WASHINGTON – The D.C. Council rejected the fire department’s plan to rearrange its ambulance schedules twice in the same day.
First the Judiciary and Public Safety Committee released a report blasting the plan. Then the committee voted against the plan in a Friday afternoon hearing.
Councilwoman Anita Bonds (D-At-large) and Councilman Jack Evans (D-Ward 2) and committee Chairman Tommy Wells (D-Ward 5) voted not to recommend the resolution. Muriel Bowser (D-Ward 4) abstained from voting.
The committee’s action sends the Ambulance Redeployment Resolution of 2013 to the full council for a vote July 10 with a recommendation not to approve.
“After a number of high-profile incidents involving ambulance availability, the District’s confidence in the emergency medical services capacity of the department has been severely undermined. I do not take lightly the decision to disapprove of the redeployment plan. But, I do not believe that the department is equipped with adequate information or resources to execute the proposed plan,” says Wells.
The plan would increase the city’s ambulance fleet from 39 to 45 vehicles during its peak hours between 1 p.m. and 7 p.m. each day. Between the hours of 1 a.m. and 7 a.m., 25 ambulances will be on call. Those won’t be staffed with “medic units” during that period. However, the department says there will be firefighters trained as emergency medical technicians and emergency medical services supervisors on duty.
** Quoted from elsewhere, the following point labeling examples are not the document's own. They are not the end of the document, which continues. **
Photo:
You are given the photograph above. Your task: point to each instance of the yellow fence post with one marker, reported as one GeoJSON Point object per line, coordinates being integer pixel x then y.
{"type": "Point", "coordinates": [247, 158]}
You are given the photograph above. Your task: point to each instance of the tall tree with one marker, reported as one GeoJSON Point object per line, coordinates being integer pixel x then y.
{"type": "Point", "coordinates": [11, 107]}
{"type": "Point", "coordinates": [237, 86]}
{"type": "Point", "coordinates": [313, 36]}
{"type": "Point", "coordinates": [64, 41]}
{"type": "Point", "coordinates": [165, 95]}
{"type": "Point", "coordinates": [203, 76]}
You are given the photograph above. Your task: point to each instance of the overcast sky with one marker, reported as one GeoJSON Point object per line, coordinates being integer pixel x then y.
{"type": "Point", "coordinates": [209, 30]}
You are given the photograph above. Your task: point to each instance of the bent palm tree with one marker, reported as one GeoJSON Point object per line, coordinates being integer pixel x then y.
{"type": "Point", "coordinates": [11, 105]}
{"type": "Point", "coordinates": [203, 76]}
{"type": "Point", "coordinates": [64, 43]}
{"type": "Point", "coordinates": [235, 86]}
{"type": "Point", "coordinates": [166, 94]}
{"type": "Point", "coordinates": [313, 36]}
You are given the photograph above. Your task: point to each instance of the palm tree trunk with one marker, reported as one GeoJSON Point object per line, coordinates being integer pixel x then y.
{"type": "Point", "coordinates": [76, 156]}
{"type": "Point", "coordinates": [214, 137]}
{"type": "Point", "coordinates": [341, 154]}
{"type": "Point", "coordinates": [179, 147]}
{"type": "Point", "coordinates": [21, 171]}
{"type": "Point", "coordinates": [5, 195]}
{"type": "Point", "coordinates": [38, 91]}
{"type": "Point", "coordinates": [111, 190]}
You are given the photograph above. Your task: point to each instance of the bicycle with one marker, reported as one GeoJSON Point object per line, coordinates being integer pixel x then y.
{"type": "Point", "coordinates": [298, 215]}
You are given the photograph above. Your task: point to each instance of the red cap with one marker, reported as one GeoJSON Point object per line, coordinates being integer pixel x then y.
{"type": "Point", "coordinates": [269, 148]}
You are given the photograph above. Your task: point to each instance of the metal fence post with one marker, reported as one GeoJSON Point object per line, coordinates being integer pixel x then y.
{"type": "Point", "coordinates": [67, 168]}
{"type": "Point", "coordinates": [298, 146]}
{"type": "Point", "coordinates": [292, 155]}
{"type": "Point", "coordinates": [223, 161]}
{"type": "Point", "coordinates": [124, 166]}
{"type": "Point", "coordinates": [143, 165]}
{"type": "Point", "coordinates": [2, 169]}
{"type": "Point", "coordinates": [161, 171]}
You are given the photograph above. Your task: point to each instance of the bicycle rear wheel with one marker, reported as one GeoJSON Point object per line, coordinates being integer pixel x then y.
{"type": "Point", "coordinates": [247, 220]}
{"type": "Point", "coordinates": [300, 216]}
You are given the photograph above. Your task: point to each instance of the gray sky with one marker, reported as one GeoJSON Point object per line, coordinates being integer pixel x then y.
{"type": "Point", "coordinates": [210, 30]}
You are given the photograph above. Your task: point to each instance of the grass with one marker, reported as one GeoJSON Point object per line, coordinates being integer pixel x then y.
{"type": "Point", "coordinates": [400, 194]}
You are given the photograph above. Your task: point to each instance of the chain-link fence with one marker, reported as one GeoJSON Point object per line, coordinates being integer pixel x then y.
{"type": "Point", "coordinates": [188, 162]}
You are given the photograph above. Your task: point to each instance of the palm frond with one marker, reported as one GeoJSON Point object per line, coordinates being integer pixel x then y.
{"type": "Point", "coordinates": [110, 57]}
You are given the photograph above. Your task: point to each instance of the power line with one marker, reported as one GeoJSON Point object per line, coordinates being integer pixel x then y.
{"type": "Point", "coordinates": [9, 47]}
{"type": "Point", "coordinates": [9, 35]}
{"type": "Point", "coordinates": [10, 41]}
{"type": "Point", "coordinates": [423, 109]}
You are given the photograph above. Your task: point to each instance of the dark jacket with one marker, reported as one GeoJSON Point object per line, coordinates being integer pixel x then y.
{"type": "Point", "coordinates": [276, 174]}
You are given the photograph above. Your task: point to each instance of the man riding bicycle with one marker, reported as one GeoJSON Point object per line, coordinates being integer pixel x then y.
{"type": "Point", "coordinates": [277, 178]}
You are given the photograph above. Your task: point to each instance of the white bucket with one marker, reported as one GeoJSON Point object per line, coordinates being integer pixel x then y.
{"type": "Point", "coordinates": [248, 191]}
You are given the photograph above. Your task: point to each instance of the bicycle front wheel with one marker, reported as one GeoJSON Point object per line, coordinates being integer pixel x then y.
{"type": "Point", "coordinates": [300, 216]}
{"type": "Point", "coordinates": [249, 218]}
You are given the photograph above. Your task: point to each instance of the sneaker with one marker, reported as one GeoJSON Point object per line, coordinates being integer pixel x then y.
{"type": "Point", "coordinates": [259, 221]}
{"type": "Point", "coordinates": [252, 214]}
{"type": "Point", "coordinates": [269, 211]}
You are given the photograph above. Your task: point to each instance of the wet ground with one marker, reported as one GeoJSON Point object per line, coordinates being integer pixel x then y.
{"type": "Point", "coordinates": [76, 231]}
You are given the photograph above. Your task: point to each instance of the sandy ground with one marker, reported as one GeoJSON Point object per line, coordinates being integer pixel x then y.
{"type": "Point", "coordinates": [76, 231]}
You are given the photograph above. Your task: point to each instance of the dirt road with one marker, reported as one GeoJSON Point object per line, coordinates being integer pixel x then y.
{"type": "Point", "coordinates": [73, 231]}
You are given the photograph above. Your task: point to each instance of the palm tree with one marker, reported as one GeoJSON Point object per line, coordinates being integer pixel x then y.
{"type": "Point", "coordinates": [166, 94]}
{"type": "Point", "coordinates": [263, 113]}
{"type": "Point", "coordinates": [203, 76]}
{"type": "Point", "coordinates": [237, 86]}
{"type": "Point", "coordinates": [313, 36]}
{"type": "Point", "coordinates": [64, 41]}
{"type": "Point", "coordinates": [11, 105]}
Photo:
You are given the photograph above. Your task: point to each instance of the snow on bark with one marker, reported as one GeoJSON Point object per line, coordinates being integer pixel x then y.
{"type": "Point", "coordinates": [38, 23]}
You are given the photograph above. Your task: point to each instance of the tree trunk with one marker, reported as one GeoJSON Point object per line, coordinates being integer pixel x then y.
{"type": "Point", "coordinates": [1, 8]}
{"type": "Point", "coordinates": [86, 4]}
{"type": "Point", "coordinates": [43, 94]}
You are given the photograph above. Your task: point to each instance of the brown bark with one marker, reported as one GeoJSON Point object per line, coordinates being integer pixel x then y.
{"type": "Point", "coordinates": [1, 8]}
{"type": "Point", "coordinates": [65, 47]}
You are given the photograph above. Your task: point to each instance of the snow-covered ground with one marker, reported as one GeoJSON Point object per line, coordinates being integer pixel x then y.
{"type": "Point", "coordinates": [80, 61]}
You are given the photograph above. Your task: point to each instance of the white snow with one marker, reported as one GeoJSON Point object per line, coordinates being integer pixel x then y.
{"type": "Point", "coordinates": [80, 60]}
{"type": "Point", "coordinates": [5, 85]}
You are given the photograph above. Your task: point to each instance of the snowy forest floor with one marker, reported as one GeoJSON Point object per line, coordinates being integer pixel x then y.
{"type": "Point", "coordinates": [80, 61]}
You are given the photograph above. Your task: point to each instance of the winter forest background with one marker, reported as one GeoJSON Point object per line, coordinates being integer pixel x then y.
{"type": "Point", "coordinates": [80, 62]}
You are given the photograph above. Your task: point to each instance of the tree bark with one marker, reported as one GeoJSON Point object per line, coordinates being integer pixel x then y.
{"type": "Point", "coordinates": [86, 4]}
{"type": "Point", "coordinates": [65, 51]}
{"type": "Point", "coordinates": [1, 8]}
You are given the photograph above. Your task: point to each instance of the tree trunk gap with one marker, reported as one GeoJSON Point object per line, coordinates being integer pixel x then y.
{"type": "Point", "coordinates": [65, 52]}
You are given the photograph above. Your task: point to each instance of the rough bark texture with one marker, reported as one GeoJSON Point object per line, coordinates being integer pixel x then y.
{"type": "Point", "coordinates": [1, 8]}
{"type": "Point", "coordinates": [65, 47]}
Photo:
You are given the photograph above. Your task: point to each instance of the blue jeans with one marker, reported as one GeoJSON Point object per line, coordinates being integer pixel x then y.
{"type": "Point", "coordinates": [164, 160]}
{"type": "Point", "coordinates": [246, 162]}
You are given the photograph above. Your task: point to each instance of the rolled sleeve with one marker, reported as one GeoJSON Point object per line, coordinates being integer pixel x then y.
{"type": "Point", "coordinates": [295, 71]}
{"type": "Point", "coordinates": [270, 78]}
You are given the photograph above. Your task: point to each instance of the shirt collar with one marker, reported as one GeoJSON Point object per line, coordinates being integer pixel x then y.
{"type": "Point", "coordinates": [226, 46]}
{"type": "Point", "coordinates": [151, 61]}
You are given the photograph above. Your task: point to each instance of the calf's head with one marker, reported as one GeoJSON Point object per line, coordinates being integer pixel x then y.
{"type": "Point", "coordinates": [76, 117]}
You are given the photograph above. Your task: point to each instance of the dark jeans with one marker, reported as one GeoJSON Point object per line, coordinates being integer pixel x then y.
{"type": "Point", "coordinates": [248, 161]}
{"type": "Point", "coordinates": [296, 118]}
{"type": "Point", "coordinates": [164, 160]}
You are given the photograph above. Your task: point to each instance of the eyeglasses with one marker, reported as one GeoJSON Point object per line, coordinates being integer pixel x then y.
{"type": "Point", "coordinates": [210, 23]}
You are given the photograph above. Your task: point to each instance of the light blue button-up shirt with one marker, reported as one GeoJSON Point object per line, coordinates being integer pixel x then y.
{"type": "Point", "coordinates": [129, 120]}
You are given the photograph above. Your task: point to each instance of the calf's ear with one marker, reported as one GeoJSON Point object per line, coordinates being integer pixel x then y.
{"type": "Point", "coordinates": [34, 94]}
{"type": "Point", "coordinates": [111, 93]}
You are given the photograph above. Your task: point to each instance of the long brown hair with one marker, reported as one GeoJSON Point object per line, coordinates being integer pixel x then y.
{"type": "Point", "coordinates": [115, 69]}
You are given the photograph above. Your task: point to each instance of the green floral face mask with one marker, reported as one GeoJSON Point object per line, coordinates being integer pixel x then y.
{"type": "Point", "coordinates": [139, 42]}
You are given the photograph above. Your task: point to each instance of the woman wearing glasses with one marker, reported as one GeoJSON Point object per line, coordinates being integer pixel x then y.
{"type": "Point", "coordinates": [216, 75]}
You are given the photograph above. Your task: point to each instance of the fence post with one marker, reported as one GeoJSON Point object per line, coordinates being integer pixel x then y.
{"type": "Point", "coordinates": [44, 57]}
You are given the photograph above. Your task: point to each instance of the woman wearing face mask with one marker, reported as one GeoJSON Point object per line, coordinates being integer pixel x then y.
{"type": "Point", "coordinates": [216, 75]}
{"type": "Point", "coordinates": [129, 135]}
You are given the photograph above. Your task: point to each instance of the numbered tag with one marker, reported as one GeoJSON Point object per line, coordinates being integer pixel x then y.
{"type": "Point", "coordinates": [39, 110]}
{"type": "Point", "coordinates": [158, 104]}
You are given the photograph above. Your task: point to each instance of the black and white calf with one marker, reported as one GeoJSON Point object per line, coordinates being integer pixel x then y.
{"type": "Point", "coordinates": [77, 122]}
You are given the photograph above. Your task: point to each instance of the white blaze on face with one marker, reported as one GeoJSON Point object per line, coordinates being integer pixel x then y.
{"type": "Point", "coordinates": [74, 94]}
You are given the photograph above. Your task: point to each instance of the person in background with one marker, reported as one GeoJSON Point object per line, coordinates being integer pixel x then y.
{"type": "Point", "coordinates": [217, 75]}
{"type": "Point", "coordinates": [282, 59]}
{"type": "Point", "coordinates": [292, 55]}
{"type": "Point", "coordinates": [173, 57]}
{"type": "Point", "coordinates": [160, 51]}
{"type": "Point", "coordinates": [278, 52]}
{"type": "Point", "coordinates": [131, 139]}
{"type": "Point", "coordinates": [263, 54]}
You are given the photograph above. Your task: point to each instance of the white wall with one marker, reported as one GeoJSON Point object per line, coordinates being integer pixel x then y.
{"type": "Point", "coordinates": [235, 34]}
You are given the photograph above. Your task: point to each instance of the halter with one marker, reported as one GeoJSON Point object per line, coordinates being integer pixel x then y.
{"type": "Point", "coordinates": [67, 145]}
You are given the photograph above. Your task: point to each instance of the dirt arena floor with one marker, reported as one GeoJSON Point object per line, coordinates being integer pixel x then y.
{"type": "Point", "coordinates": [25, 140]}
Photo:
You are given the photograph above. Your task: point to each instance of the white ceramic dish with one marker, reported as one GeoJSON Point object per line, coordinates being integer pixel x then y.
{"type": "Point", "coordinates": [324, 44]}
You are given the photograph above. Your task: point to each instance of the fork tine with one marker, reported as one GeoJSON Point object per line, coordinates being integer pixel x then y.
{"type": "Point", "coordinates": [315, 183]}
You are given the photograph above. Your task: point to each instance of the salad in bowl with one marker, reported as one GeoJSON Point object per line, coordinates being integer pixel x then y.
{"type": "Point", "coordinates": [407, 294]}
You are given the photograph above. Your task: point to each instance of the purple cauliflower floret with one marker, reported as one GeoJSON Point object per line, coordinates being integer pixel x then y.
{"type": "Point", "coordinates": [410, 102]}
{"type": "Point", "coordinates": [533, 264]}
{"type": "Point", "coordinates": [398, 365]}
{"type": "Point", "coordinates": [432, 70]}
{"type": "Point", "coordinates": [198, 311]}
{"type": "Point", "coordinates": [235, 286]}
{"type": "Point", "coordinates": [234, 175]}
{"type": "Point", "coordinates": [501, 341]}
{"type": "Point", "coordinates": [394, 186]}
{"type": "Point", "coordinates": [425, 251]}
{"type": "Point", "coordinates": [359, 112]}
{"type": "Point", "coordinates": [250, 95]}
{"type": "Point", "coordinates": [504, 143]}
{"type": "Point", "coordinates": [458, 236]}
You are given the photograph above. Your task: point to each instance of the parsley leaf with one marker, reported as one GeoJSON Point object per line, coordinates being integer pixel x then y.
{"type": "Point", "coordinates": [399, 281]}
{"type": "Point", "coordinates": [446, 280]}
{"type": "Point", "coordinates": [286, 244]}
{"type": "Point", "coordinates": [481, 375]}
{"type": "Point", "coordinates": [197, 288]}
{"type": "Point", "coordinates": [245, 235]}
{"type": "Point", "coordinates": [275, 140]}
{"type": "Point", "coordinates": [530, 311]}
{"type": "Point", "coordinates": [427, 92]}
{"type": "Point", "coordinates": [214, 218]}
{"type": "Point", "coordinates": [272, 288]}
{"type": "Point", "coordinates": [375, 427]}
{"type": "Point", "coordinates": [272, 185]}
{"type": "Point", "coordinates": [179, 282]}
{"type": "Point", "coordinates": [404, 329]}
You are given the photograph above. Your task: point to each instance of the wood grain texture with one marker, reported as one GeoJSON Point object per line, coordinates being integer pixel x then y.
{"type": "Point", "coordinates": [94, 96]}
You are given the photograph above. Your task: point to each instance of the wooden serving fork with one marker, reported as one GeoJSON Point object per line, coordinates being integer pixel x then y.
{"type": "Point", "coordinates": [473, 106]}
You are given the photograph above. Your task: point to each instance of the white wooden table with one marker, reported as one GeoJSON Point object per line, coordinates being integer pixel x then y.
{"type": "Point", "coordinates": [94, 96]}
“An analysis of the ambulance staffing currently in place by (Fire and Emergency Medical Services) indicates a surplus of ambulances during the night shift and that balance scheduling does not match the rise and fall of calls throughout the day,” says Deputy Mayor Paul Quander, who’s in charge of public safety for the District.
The committee says it’s not against the peak staffing plan being implemented in the future, but it doesn’t work in its current form.
“The Committee opposes moving forward with a plan that has been formed without critical information about the department’s current capacity for service, and the District’s current need for emergency medical services,” the report says.